Queried about the scale of the share buyback during the company's annual general meeting that year, Genting's chairman Lim Kok Thay argued that the buybacks "send a signal that the company and management know best the value of the business" and urged investors to "take it from there and make their own decisions".
Genting's purchases might have been a tad early as its share price continued to languish for another year or so, after it stopped its buybacks. But Genting has rebounded well above the highest price it had paid for its share buyback, as it rose by 55 per cent in the past eight months to $1.165 last Friday.
Given these examples, there would appear to be a good case to be made for tracking trades made by insiders, and companies' buyback of shares.
DBS' PIYUSH GUPTA
What he spent buying the bank's shares last February.
Number of shares bought.
What he made after selling the shares on May 3, before costs.
Indeed, research seems to support this observation.
In a 2015 study on insider trades, researchers Josef Laksonishok and Inmoo Lee in the US noted that one reason why observing insider trades is so fruitful is that senior officers and directors are more knowledgeable about the company's direction than the investing public.
What is also interesting is their observation that while purchases by insiders may flag "buy" signals, their sales may not offer a significant "sell" signal.
They said: "Insiders have many reasons to sell shares but the main reason to buy shares is to make money. Only insider purchases appear to be useful, while sales are not associated with low returns."
As to why insider sales are not as good an indicator, they explained that in recent years, a higher percentage of managers' wealth is tied to their companies' stocks in the form of stock options and performance shares.
And that could skew the "sell" signal, as a lot of the selling could be due to the managers diversifying their stock holdings - rather than any corporate-related activities.
But the two researchers' most crucial observation is that, while following the lead of insiders can serve as a check on any analysis a person can make on a stock, it should never replace fundamental research.
In this respect, one conspicuous example comes to mind - embattled commodities trader Noble Group.
When the company came under attack by an anonymous blogger, Iceberg Research, over its accounting practices in early 2015, its founder and then chairman, Mr Richard Elman, had been quick to try to shore up investors' confidence with hefty purchases of Noble shares.
Then, between June 2015 and August 2015, the company also spent $137.67 million buying back its own shares.
Estimated cost of shares bought back in 2015.
Number of shares bought back.
Current estimated value.
But even these massive share purchases failed to halt the stampede of investors out of its shares and its share price continued to plummet.
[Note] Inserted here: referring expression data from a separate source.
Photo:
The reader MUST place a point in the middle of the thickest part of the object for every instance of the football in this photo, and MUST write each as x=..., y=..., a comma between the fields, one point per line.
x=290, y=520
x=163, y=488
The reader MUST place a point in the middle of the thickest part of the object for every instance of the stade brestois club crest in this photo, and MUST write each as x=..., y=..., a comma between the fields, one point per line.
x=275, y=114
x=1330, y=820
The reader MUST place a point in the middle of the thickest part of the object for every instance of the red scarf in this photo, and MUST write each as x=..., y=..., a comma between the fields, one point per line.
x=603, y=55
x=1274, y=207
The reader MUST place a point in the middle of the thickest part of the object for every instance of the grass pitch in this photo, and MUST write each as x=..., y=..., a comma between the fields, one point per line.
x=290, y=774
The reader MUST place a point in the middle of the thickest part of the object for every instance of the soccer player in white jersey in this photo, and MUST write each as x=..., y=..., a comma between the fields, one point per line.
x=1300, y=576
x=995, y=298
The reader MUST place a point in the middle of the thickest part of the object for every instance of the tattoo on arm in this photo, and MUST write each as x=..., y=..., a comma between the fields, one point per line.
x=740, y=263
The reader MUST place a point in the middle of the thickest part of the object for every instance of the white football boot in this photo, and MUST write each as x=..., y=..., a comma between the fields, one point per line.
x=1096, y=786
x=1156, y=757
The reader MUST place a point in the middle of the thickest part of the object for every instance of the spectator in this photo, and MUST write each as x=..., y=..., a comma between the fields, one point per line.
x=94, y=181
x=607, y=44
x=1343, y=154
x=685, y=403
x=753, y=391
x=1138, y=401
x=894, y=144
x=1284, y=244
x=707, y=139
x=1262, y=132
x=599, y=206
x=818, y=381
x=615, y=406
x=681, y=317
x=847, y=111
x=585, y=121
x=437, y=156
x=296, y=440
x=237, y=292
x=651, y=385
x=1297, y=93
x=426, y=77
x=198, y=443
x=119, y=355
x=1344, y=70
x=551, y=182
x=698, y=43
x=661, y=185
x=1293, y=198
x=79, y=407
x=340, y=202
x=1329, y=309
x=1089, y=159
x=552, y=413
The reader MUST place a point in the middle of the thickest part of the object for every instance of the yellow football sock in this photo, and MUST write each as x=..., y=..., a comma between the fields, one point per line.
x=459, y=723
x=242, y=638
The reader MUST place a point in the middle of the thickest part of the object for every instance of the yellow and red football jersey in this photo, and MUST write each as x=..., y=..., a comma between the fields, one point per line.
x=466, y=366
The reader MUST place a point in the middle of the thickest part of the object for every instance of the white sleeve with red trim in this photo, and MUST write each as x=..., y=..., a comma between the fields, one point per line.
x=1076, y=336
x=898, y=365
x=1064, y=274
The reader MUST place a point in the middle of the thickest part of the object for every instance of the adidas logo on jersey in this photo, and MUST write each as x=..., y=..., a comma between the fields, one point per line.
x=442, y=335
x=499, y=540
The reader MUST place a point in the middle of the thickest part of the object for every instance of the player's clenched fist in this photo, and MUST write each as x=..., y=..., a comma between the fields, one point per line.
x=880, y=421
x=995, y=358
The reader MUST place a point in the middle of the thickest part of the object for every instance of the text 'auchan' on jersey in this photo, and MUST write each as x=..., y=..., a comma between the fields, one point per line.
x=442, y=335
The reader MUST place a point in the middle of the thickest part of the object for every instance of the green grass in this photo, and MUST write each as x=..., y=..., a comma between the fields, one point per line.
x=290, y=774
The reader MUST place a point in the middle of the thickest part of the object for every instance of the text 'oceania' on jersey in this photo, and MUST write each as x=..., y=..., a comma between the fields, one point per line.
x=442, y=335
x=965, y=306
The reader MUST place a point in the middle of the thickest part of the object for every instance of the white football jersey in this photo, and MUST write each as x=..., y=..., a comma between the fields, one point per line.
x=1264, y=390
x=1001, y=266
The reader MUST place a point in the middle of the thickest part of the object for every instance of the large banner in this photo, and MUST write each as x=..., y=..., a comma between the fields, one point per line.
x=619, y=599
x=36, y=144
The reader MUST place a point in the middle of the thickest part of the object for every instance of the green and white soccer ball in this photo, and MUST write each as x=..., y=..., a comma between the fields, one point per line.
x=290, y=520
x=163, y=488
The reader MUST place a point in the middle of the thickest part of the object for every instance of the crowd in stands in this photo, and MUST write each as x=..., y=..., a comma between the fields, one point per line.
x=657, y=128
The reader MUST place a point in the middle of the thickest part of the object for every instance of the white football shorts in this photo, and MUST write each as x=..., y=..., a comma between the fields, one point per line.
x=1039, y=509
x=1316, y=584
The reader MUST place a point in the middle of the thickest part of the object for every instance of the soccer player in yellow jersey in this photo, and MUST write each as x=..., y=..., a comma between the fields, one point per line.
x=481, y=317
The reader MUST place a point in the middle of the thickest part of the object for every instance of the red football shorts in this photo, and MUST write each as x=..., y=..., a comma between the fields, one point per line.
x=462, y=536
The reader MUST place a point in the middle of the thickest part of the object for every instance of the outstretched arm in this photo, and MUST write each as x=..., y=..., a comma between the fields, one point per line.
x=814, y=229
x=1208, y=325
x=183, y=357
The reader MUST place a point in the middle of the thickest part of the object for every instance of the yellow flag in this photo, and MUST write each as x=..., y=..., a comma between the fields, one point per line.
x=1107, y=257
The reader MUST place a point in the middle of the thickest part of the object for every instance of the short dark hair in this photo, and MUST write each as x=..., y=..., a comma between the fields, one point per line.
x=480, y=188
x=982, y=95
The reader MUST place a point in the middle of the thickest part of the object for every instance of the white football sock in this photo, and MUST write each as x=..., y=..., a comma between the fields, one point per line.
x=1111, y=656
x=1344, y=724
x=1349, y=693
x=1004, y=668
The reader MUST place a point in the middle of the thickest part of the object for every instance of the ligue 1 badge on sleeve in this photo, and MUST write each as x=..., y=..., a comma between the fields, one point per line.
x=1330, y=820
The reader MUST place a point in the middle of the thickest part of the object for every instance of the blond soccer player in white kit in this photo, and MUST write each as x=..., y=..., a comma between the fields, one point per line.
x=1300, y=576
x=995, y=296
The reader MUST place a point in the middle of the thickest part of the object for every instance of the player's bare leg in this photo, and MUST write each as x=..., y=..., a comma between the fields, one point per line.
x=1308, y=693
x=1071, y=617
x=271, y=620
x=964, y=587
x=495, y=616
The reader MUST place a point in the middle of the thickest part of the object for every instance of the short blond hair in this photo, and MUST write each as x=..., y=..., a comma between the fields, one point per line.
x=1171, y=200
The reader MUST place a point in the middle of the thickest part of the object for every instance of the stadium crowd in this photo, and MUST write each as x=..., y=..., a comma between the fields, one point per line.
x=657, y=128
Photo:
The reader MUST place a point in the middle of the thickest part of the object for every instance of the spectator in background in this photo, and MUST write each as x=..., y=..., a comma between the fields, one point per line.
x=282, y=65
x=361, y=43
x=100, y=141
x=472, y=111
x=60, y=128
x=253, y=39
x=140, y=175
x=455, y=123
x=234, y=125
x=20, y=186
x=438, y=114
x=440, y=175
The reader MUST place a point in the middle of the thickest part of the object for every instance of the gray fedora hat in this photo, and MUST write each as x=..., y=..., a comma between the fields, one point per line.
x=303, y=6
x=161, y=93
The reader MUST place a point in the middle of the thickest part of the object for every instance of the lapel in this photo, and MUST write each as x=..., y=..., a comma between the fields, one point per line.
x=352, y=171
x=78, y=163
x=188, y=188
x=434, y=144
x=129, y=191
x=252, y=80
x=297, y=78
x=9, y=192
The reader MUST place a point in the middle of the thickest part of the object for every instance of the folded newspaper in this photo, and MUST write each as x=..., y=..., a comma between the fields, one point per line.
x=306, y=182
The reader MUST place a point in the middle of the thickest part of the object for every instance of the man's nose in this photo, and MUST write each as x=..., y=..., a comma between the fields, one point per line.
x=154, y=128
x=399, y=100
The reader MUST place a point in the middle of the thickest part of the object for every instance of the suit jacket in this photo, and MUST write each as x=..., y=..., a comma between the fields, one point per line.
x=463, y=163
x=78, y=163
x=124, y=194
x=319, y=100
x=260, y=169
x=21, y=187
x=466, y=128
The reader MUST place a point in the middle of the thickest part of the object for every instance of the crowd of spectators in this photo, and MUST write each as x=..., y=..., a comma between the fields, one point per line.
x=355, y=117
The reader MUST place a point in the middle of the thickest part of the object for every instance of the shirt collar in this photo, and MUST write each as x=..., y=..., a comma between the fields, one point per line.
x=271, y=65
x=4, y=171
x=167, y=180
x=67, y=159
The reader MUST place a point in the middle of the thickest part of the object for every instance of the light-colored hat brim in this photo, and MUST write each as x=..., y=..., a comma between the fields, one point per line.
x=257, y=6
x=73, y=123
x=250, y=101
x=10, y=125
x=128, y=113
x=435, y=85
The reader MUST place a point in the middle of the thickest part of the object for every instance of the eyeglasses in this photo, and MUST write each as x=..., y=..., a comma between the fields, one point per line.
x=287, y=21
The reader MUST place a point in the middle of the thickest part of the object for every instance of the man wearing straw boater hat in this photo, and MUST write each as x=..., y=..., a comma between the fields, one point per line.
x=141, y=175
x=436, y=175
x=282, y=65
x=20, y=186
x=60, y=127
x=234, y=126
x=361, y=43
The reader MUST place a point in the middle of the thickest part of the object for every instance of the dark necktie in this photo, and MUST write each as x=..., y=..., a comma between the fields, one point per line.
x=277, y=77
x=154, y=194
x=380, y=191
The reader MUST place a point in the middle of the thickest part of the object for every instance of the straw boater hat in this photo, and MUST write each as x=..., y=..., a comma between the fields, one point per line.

So what are we to make of these examples? In hindsight, both JPMorgan and DBS are healthy businesses and what happened early last year was that their shares had been sold off heavily against the backdrop of a wider stock market turmoil.
In Noble's case, however, the company was being hobbled by a ferocious downturn in the commodities market just as Iceberg put the spotlight on its accounting practices that, in turn, focused investors' attention on whether the company could service its large debt burden.
Therefore, it is important for investors to note that they should not blindly follow insiders in their trades, and not to get carried away by blockbuster insider transactions which may be aimed at catching the market's attention.
Having said that, it is still important to track what insiders are doing with their shares.
After all, they have access to information not known to the public - and this will, no doubt, have a bearing on when they buy or sell their company's shares.